Will the ban on pornography curb sexual abuse?

Will a ban on all pornography on the internet, making it a non-bailable offense, prevent sexual abuse or will it become a censorship tool?


A large number of PILs in India are being used by a socially-aware activist judiciary to force the executive to address various areas of citizens’ rights, ranging from systemic responses to sexual assault, safety for women, wages for domestic workers, tribal land rights and care and protection of children.

Newspaper reports are discussing a new PIL. At the Supreme Court, a bench headed by Chief Justice Altamas Kabir has sent out notices to the ministries of IT, I & B, Home Affairs and to the Internet Service Providers Association of India, based on a petition to look into an anti-pornography law along with a plea to block and ban pornographic sites on the Internet, especially the ones depicting child pornography. The ministries reply is awaited.

The questions which need to be answered:

Does watching adult pornography increase sexual assaults, on women, children, transgenders and men?

How does child pornography differ from adult pornography?

Will banning internet pornography or blocking sites reduce the access to pornography?

Is it possible to prevent the dissemination of pornography on the internet through legislations or by criminalising it?
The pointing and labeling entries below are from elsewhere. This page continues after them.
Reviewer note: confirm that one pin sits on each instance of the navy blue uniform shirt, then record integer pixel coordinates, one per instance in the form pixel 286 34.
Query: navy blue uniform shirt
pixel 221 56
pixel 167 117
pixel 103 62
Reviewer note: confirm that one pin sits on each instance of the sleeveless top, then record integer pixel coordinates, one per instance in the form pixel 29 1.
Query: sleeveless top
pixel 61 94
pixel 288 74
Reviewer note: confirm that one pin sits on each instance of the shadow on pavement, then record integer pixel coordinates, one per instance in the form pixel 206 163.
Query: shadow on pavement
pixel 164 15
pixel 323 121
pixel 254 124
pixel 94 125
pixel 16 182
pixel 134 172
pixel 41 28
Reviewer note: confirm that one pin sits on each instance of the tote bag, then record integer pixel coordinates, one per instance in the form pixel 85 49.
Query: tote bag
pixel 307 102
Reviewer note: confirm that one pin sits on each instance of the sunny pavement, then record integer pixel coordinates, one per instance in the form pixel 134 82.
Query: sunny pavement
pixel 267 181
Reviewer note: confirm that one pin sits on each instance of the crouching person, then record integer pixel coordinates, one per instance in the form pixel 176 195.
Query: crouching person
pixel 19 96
Sexual assaults are primarily a deviant sexual behaviour, supported by the silence around sexuality, and by social constructs which allow the perpetrator to escape the consequences of his/her action while stigmatising the victim. Sexual assaults are rampant in any patriarchal society where a woman’s sexuality is curtailed by strict social norms and her worth is based on being attached to a single male partner throughout her lifetime. On the other hand, male sexuality as a sign of manhood, is revered and /or feared, and allowed free expression even at the expense of others.

Adult perpetrators of sexual abuse are often found to commit domestic violence, substance abuse or animal abuse, showing the psychodynamics involved especially of power and emotional disconnect from victims. Is this dysfunctional craving to abuse someone weaker than one self fed by pornography? Studies show that almost all abusers have watched pornography, yet studies also show that only a miniscule number of people who watch pornography ever sexually abuse another or try to act it out with an unwilling partner.

More disturbingly, recent studies show that more than 40% of child sexual abusers are juvenile offenders. Their reasons are often experimentation and errors in judgement; they do not realise the extent to which their actions affect their victims. The juvenile’s knowledge of sexual acts in a society where speaking about sex is taboo, is definitely fueled by exposure to the media, whether sexually titillating advertisements, ‘item numbers’ in movies, or pornography. Which should we ban, just one or all? And again, the juvenile’s attitude to respect for personal boundaries and upholding the dignity of another is derived directly from the attitudes of the adults around him or her.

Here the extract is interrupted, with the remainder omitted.